Delicatessen [10] - Gli tsunami portatili della scuola pubblica italiana

30 dicembre 2004 Costume e società
Delicatessen [10] - Gli tsunami portatili della scuola pubblica italiana

Mi rendo conto che in tempi come questi, in tempo di devastanti tsunami, parlare dell’allagamento di una scuola possa far sorridere. Eppure l’acqua piena di liquami che invade ad ogni pioggia un po’ più forte la Sezione staccata di Quartu del Liceo Artistico cagliaritano è - a suo modo - simbolo di una catastrofe epocale, quella della nostra scuola pubblica che ha poi - nello specifico - una sua terribilità: l’onda maleodorante che allaga le aule di Quartu, non fa morti né feriti, ma torna poi con inintermessa puntualità ad ogni pioggia, come la goccia che ostinata scava la roccia e tortura il condannato. Fino ad uccidere ogni credibilità per la scuola di un supposto paese civile ed avanzato. Hanno scritto al nostro giornale, i ragazzi di Quartu, ci hanno spiegato di come da anni siano costretti a far scuola in una palazzina nata per ospitare appartamenti, riattata alla bell’e meglio e trasformata - per puro miracolo amministrativo - nella sede di un Liceo Artistico. Ora, per strana sorte, io insegno proprio in un Artistico e so bene cosa intendono i ragazzi quando lamentano la mancanza di spazio e di luce. Come si fa a chiedere a qualcuno di imparare a disegnare, a modellare, a scolpire al buio, in stanze dove non ci sia agio di muoversi, in cui la testa di uno copre spietatamente all’altro il modello da copiare? Non è possibile. Punto. Se poi a questo aggiungiamo la necessità di portare in salvo spesso e volentieri chiappe e narici dallo tsunami portatile di urina e cacche spaiate che gli invade l’aula, comprendiamo bene perché per questi ragazzi andar via di là sia vitale e come restino basiti se a qualcuno viene in mente una qualsiasi ragione per negar loro gli spazi disabitati di una scuola elementare.
La lettera dei ragazzi mi è venuta in mente l’altra sera, guardando alla Tv un servizio sui nostri soldati bloccati a far nulla a Nassirya, mentre, a detta del suo successore iracheno, l’eroica Signora Contini si dedicava alla finanza allegra.

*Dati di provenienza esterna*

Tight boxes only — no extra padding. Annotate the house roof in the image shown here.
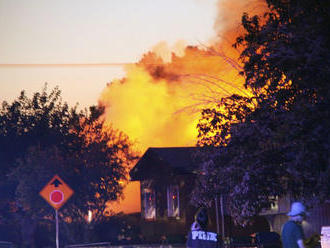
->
[130,147,199,181]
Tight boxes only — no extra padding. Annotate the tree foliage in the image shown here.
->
[194,0,330,223]
[0,86,136,243]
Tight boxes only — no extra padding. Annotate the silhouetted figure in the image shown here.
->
[282,202,307,248]
[187,208,220,248]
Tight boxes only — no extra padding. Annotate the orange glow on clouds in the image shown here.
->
[99,0,265,213]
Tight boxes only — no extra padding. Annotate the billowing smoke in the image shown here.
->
[99,0,264,152]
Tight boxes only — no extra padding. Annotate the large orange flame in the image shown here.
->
[99,0,265,213]
[100,0,263,151]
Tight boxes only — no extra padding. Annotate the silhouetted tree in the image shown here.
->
[194,0,330,223]
[0,87,136,244]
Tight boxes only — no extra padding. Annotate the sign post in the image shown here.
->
[39,175,74,248]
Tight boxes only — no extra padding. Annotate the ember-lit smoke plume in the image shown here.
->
[99,0,264,152]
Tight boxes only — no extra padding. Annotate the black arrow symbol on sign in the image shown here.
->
[51,179,62,188]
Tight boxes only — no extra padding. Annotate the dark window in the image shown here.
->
[167,185,180,219]
[143,188,156,219]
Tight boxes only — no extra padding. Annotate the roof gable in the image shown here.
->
[130,147,199,180]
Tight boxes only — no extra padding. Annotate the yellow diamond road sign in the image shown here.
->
[39,175,74,210]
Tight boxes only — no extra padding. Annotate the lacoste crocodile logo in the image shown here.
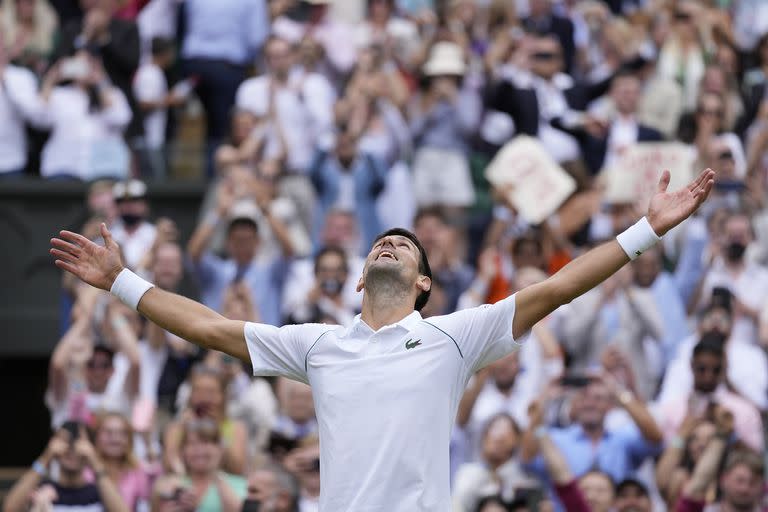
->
[405,338,421,350]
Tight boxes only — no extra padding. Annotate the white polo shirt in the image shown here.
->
[245,295,525,512]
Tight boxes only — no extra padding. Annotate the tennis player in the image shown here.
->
[51,169,715,512]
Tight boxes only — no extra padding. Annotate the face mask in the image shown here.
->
[725,242,747,262]
[320,279,344,295]
[120,213,144,228]
[241,499,261,512]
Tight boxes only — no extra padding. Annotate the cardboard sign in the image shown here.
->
[485,135,576,224]
[602,142,696,207]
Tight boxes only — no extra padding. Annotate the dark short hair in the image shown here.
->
[152,37,173,57]
[315,245,349,274]
[373,228,432,311]
[616,478,650,496]
[227,217,259,236]
[693,331,725,358]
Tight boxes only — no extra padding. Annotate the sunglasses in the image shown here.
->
[693,364,723,375]
[86,361,112,370]
[531,52,560,60]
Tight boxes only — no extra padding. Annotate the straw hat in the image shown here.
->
[422,41,467,76]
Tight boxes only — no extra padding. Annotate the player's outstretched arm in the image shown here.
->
[51,224,250,362]
[512,169,715,338]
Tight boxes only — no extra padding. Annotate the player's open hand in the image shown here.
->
[51,223,123,290]
[648,169,715,236]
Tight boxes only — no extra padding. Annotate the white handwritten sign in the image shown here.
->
[485,135,576,224]
[603,142,696,207]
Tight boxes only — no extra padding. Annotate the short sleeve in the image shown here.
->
[427,295,529,373]
[245,322,333,384]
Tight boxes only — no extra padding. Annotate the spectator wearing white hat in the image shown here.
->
[0,42,37,177]
[33,53,133,180]
[410,42,482,208]
[187,184,292,325]
[111,180,157,268]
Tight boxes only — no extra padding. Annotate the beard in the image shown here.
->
[364,263,410,302]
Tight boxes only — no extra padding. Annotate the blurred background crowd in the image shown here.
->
[0,0,768,512]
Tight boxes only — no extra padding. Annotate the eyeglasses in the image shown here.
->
[698,108,725,117]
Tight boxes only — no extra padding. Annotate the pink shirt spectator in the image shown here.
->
[659,386,764,453]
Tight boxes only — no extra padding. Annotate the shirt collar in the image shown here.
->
[347,310,422,338]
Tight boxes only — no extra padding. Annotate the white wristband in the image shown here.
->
[616,217,661,260]
[109,268,155,311]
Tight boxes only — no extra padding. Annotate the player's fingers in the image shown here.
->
[659,169,670,192]
[99,222,114,247]
[50,249,77,263]
[59,230,93,247]
[51,238,83,256]
[53,260,77,275]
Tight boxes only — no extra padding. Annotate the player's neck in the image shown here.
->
[360,293,413,331]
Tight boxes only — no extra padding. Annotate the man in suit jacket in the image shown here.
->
[523,0,576,72]
[486,36,610,162]
[54,0,144,138]
[552,72,664,174]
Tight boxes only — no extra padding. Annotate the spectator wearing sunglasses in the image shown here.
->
[659,332,763,452]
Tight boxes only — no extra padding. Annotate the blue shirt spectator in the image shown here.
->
[181,0,269,65]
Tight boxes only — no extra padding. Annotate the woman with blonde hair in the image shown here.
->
[94,412,154,510]
[0,0,59,73]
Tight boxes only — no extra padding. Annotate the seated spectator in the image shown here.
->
[282,210,364,318]
[656,416,715,509]
[46,288,141,427]
[413,208,473,314]
[163,366,248,475]
[452,413,536,512]
[308,126,387,252]
[110,180,157,268]
[559,266,664,399]
[698,212,768,344]
[175,418,248,512]
[657,303,768,410]
[287,247,356,325]
[0,0,59,74]
[187,190,293,325]
[3,422,130,512]
[659,332,763,451]
[283,436,320,512]
[243,465,300,512]
[94,413,153,510]
[521,375,662,484]
[33,52,133,180]
[674,409,765,512]
[52,0,143,138]
[133,38,186,180]
[272,377,317,441]
[0,41,37,178]
[409,42,482,209]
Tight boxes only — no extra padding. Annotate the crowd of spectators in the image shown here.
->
[0,0,768,512]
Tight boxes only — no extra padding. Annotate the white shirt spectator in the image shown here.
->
[45,352,131,429]
[0,65,37,174]
[235,70,336,172]
[658,335,768,410]
[136,0,180,61]
[701,260,768,343]
[283,254,365,324]
[133,62,168,149]
[110,221,157,268]
[27,85,132,180]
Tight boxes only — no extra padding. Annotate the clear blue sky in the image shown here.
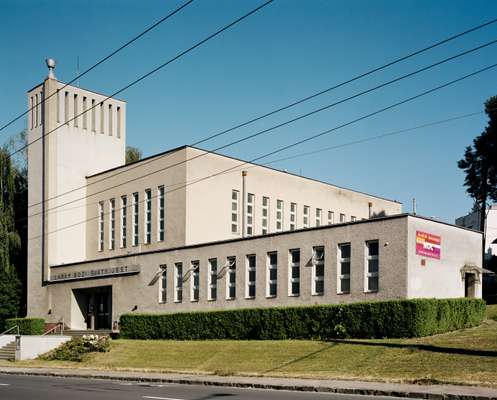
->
[0,0,497,222]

Quanti licei artistici avremmo costruito con i soldi impiegati a Nassirya, quanti ospedali, quante scuole elementari, quante ludoteche? Che volete farci, trovo tutto questo scandaloso, almeno quanto le dichiarazioni dei paesi ’civilizzati’, che, dopo aver costretto alla fame tante nazioni del Sud Est asiatico, ora, contando i turisti morti, si lamentano dell’inesistenza di un sistema di prevenzione dei disastri. Il rischio di uno è il rischio di tutti, come la scuola di uno è la scuola di tutti.